Europe's genuine cement must be the struggle against terror and the absolute rejection of the massacre of civilian populations. Let's judge a political doctrine by its effects. The dainty pleasure of putting sticks between the Americans' spokes leads to European impotence, to the paralysis of the Security Council, to the dramatic weakening of Nato. Let's stop jumping around like baby goats, shouting, "anybody but Bush!" After all, that "cretin" George W. Bush isn't all wrong: a minimum of democracy and a zest of tolerance in the slums of the world, sometimes introduced from outside and manu militari will foment security for Madrid, Paris, London and New York.
See some of my other Glucksmann translations here, here, here and here.

Liars!

Last week, the New York Times Magazine ran Michael Ignatieff's thoughtful essay on the year that has passed since the war first began. Not surprisingly, NYTM's copy editors entitled it, "The Year of Living Dangerously" (after the 1982 Peter Weir movie).

This week it appears in translation in Le Monde. The title? "How I changed my mind on Iraq."

Oh, really? Igantieff changed his mind? Where do they get that? To me at least, it looked as though he explicitly denied this in the third fucking paragraph:
A year later, Iraq is no longer a pretext or an abstraction. It is a place where Americans are dying and Iraqis, too, in ever greater numbers. What makes these deaths especially haunting is that no one can honestly say -- at least not yet -- whether they will be redeemed by the emergence of a free Iraq or squandered by a descent into civil war.
Oh... wait a minute. I see. Ignatieff talks about having "second thoughts." Their translator Florence Lévy-Paoloni did not render this as doutes but as "changing my mind." Rather presumptuous of her, no? For the example sentence "I'm having second thoughts (about it)," my own dictionary gives "Je commence à avoir des doutes (là-dessus)," (I'm starting to have doubts (about it)).

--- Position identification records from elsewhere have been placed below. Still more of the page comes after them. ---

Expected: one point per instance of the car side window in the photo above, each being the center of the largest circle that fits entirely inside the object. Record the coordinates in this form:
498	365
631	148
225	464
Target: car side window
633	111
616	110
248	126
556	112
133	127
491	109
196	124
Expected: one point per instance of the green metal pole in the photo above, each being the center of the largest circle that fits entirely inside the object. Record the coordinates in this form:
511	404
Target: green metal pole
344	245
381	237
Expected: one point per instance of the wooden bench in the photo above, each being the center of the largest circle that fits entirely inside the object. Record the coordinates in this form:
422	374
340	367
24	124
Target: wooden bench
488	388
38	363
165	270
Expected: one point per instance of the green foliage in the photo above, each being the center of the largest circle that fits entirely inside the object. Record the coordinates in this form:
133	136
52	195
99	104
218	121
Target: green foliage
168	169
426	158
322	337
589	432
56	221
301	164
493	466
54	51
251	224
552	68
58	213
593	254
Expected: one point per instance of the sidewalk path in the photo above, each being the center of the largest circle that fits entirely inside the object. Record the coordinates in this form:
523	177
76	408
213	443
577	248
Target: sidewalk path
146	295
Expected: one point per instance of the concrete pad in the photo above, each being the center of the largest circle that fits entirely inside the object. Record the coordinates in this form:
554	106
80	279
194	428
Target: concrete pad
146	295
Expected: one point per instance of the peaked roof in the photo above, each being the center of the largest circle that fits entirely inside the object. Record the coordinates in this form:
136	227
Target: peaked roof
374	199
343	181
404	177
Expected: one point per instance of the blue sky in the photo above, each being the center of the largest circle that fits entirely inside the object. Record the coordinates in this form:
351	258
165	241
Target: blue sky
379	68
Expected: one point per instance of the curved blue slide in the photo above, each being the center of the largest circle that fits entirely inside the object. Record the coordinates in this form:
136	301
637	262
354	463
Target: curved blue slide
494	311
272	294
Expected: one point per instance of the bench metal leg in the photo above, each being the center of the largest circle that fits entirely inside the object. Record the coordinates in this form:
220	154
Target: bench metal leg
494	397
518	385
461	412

Who is Florence-Lévy-Paoloni? A highly active English-to-French translator it seems. She's also been available for the publications of other illustrious commentators such as Robert Fisk, Scott Ritter (twice!), Robin Cook, Gore Vidal (despite the spelling error, it's her), Engels and Amos Oz (at least when he spoke out against the war).

What an interesting collection of people! I wonder if she shares their views on the Iraq war? Might she have been tempted to translate Ignatieff's words tendentiously because of this?

Man, they are getting a letter from me!